À l’issue d’une visite de terrain mardi dans une prison, le Ministre de la justice a annoncé la création d’un comité présidé par le Sous-Secrétaire principal, chargé de suivre et de contrôler les distributions et de prévenir toute suspicion de corruption dans l’achat et la distribution.

Le Ministre a confirmé qu’il « suivait quotidiennement le dossier des boutiques et de la nourriture pour protéger les détenus contre l’extorsion, conformément aux directives du Ministère et du Gouvernement en matière de protection des droits de l’homme, y compris les détenus », tout en empêchant la vente de produits aux détenus « qui figurent sur la liste du Ministère de la justice ».

Il a déclaré que « les rapports des organismes de contrôle du Ministère indiquent que les entreprises pénitentiaires n’ont pas été équipées de matériel « en totalité, bien qu’elles aient payé leurs prestations financières pour les années précédentes ».

Bien que la corruption soit répandue dans toutes les institutions de l’État iraquien, peu de procès ont lieu dans ces affaires, et les poursuites sont dirigées contre de jeunes fonctionnaires.

Le nouveau Gouvernement iraquien a fait de la lutte contre la corruption une de ses priorités.

L’annonce du vol de 2,5 milliards de dollars de taxes à l’automne 2022 est l’un des nombreux scandales de corruption à secourir le pays, connu sous le nom de « vol de siècle » .
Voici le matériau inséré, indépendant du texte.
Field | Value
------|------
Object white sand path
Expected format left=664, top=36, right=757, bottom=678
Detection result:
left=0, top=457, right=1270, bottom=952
Le Gouvernement iraquien et la Commission pour l’intégrité ont annoncé que des millions de fonds pillés avaient été recouvrés, ce qui a suscité des critiques et des accusations de la part des autorités, selon lesquelles elles n’auraient pas pris les mesures nécessaires pour récupérer les fonds détournés, alors que la corruption constituait un véritable défi pour les autorités.

Dans une lettre en décembre dernier, la Représentante spéciale du Secrétaire général de l’ONU pour l’Irak, Jeanine Hennis-Plasschaert, a souligné que « la corruption endémique et systématique est l’un des plus grands défis de l’Irak », notant que « les coûts économiques et les effets négatifs sur la stabilité et la prospérité sont énormes ».

Elle a ajouté que la corruption « privait les citoyens de leurs droits, décourageait l’investissement international et privait l’État des ressources nécessaires pour fournir à ses citoyens des écoles, des hôpitaux, des routes et d’autres services publics inaccessibles ».